Près de trois ans après le basculement politique du 30 août 2023, le sort des parlementaires dont le mandat a été brutalement écourté revient sur le devant de la scène. Reçus en audience par Guy Bertrand Mapangou, Président du Conseil économique, social, environnemental et culturel (CESEC), les membres du Collectif des sénateurs de la 5e législature tentent de faire valoir leurs droits dans un contexte de transition qui redessine encore les contours de l’État.
Le CESEC a servi de cadre, ce jeudi, à une rencontre empreinte de solennité et de gravité. Guy Bertrand Mapangou, entouré des cadres de son institution, a prêté une oreille attentive aux doléances d’un collectif d’anciens parlementaires en quête de reconnaissance. Pour ces élus de la nation, dont le parcours a été stoppé net par le « Coup de la Libération », l’enjeu dépasse la simple consultation : il s’agit de clore un chapitre institutionnel resté en suspens depuis la reconfiguration du paysage politique gabonais.
Au centre de ce plaidoyer se trouve la question épineuse de la retraite parlementaire. Le collectif estime que l’interruption prématurée de leurs fonctions ne saurait effacer la légitimité du mandat exercé jusqu’au 30 août 2023. Ils réclament ainsi une régularisation de leur situation administrative, assortie des compensations financières et des droits à pension afférents à leur statut d’anciens membres de la Chambre haute. Pour ces requérants, ces droits sont considérés comme « acquis » et leur liquidation représenterait un acte de justice sociale et de respect des institutions républicaines.

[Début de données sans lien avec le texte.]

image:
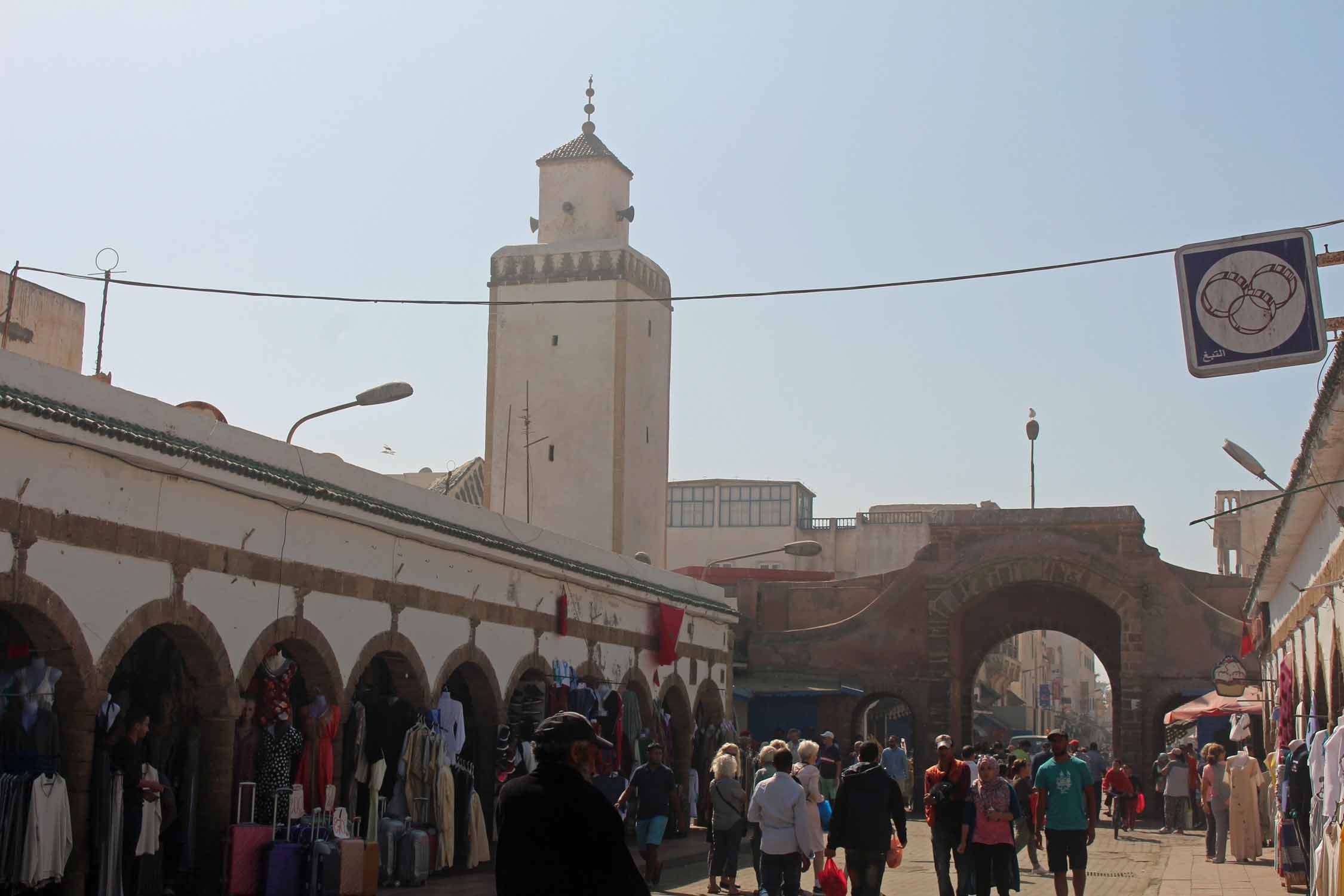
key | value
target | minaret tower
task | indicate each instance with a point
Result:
(585, 382)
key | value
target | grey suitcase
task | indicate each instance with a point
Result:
(413, 857)
(390, 832)
(323, 861)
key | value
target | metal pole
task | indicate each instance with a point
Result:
(8, 306)
(1033, 474)
(103, 324)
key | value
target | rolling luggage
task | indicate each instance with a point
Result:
(352, 864)
(324, 860)
(283, 860)
(425, 821)
(244, 845)
(390, 832)
(413, 859)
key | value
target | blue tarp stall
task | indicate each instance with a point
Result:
(785, 700)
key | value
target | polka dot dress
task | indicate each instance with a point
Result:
(275, 769)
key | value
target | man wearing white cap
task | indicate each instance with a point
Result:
(829, 763)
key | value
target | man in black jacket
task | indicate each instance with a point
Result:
(558, 834)
(869, 803)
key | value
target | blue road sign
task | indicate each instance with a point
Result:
(1250, 303)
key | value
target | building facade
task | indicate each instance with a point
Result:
(577, 394)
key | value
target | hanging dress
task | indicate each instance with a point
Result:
(316, 768)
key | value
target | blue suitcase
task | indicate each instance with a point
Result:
(283, 860)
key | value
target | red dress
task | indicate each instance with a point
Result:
(315, 765)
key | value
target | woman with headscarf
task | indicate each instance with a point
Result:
(991, 809)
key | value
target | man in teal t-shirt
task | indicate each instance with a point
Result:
(1066, 813)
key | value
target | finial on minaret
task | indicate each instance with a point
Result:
(588, 125)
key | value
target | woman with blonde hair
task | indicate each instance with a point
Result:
(729, 821)
(809, 777)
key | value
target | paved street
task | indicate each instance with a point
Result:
(1140, 864)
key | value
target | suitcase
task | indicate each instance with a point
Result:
(426, 824)
(413, 859)
(352, 864)
(390, 832)
(244, 845)
(283, 860)
(324, 861)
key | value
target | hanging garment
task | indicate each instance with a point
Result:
(480, 837)
(316, 766)
(50, 837)
(444, 814)
(1245, 777)
(273, 689)
(452, 723)
(275, 766)
(151, 817)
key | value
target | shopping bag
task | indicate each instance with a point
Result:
(894, 852)
(832, 880)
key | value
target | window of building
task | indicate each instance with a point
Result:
(690, 505)
(754, 505)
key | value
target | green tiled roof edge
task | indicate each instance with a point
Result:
(240, 465)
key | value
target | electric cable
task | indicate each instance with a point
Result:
(807, 290)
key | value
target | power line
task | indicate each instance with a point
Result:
(808, 290)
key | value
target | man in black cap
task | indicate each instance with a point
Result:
(558, 834)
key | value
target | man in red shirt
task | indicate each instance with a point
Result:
(1121, 790)
(945, 801)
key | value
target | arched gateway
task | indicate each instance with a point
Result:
(921, 632)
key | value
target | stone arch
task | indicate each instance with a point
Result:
(533, 662)
(56, 633)
(415, 687)
(708, 700)
(635, 680)
(309, 648)
(676, 699)
(198, 641)
(1029, 576)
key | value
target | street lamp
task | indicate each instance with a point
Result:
(1249, 461)
(378, 395)
(792, 548)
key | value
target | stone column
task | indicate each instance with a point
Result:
(214, 811)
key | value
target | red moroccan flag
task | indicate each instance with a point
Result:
(670, 627)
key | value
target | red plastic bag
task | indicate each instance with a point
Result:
(832, 879)
(894, 852)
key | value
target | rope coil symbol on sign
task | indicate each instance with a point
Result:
(1249, 305)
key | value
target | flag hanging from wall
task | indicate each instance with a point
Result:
(670, 628)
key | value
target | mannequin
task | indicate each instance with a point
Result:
(280, 743)
(39, 680)
(246, 739)
(316, 766)
(272, 686)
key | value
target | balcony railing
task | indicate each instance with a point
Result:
(893, 517)
(829, 521)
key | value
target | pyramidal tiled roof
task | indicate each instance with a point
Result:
(587, 146)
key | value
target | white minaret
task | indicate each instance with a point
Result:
(592, 379)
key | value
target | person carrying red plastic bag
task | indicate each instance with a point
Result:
(867, 808)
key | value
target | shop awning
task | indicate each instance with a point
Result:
(1211, 704)
(791, 686)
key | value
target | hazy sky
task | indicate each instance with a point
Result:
(388, 149)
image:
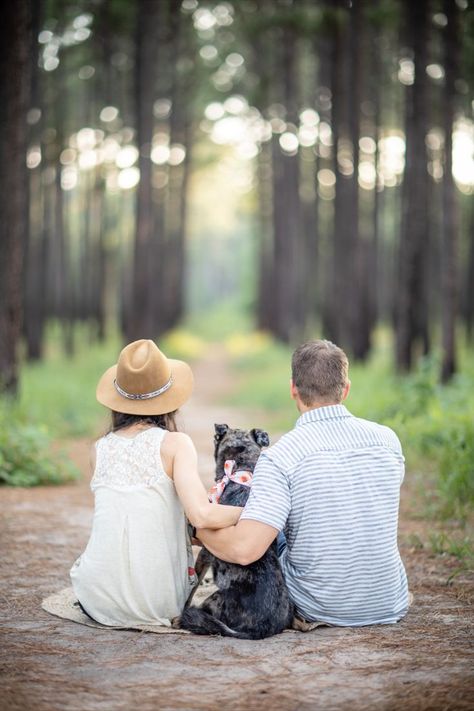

Le défi posé aux autorités actuelles est complexe. En effet, le changement de régime intervenu il y a deux ans a entraîné une refonte globale des structures de l’État, laissant certains serviteurs de l’ancien ordre dans une zone de flou juridique. Les sénateurs de la 5e législature, dont le mandat a été fauché à mi-parcours, se retrouvent aujourd’hui à la recherche d’une passerelle entre la légalité d’hier et la légitimité d’aujourd’hui, espérant que la Transition saura concilier rupture politique et continuité des engagements envers les individus.
Face à ces attentes, Guy Bertrand Mapangou a joué la carte de la médiation et de la tempérance. S’il n’a pas le pouvoir de trancher directement ces questions budgétaires et statutaires, le Président du CESEC a assuré le collectif de sa volonté de porter fidèlement leurs revendications auprès des plus hautes instances de la Transition. Ce rôle de « courroie de transmission » institutionnelle souligne l’importance du dialogue social au sein d’une période de reconstruction où chaque grief non résolu pourrait fragiliser la cohésion nationale.
Alors que le pays s’achemine vers de nouveaux horizons électoraux et constitutionnels, la résolution du cas des anciens sénateurs constituera un signal fort sur la manière dont la République traite ses anciens serviteurs. Le dossier est désormais sur le bureau des autorités de la Transition, qui devront décider si la reconnaissance du service rendu l’emporte sur les impératifs d’une table rase politique.